The standard for reviewing a summary judgment is well-established. See Nixon v. Mr. Property Management Co., 690 S.W.2d 546, 548-49 (Tex.1985). To prevail on summary judgment, a plaintiff must conclusively establish all elements of his cause of action as a matter of law. Swilley v. Hughes, 488 S.W.2d 64, 67 (Tex.1972); Tex.R. Civ. P. 166a(c). On the other hand, the defendant, as movant, must either (1) disprove at least one element of the plaintiffs theories of recoveries or (2) plead and conclusively establish each essential element of an affirmative defense, thereby rebutting the plaintiffs cause of action. See City of Houston v. Clear Creek Basin Auth., 589 S.W.2d 671, 678 (Tex.1979). A matter is conclusively established if *305 ordinary minds could not differ as to the conclusion to be drawn from the evidence. Triton Oil & Gas Corp. v. Marine Contractors & Supply, Inc., 644 S.W.2d 443, 446 (Tex.1982).

When, as in this case, both parties file motions for summary judgment and one is granted and one is denied, we review all questions presented. Nationwide Property & Cas. Ins. Co. v. McFarland, 887 S.W.2d 487, 490 (Tex.App.—Dallas 1994, writ denied). The reviewing court should render such judgment as the trial court should have rendered. Commissioners Court of Titus County v. Agan, 940 S.W.2d 77, 81 (Tex.1997). We review the summary judgment de novo to determine whether a party’s right to prevail is established as a matter of law. Howard v. INA County Mut. Ins. Co., 933 S.W.2d 212, 216 (Tex.App.—Dallas 1996, writ denied).

In his first cross-point of error, Finían asserts that, in a mandamus proceeding, all factual allegations contained in the petition are accepted as true if no sworn denial is filed.
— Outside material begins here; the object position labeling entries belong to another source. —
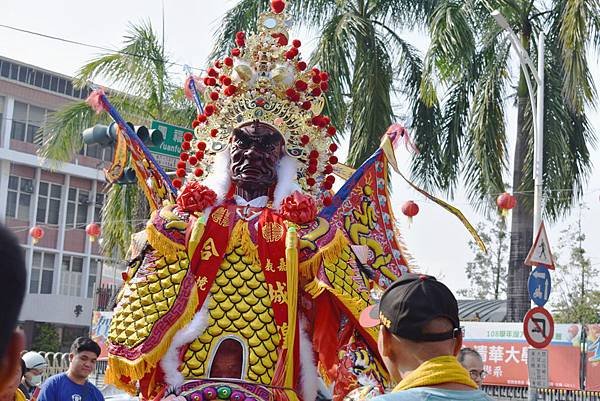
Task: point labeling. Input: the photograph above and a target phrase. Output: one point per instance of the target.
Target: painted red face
(255, 150)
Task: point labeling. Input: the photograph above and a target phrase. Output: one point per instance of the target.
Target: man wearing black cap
(419, 339)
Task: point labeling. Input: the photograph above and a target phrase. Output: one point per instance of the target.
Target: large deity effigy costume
(248, 285)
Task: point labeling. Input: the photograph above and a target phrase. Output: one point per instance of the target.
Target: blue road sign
(539, 285)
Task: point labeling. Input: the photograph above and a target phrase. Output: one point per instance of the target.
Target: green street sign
(167, 153)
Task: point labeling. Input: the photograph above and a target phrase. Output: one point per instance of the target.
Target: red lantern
(506, 202)
(37, 233)
(93, 230)
(410, 209)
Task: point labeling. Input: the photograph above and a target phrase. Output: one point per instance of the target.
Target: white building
(64, 266)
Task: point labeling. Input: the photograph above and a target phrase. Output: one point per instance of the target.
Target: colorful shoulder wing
(150, 176)
(352, 248)
(158, 298)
Finían contends that Keever did not have a verified answer on file at the time of the summary judgment order and he was therefore entitled to summary judgment based solely upon the allegations in his petition for mandamus. We cannot agree.
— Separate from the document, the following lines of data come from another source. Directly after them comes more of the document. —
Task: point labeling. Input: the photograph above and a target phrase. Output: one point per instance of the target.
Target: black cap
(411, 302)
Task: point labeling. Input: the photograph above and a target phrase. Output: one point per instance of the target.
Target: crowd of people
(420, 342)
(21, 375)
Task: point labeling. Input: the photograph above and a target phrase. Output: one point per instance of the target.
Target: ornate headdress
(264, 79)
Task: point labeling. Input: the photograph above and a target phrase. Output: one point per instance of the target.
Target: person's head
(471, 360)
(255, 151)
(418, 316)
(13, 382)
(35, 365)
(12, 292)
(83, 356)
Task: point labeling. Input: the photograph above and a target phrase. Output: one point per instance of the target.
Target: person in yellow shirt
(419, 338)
Assuming Finlan’s statement of the law is correct, he did not raise this ground in his motion for summary judgment. Because he failed to raise this ground in his motion for summary judgment before the trial court, he cannot now challenge the trial court’s denial of his summary judgment on this basis. See McConnell v. Southside Indep. Sch. Dist., 858 S.W.2d 337, 339 n. 2 (Tex.1993) (motion for summary judgment must specifically state grounds upon which judgment is sought). We overrule the first cross-point of error.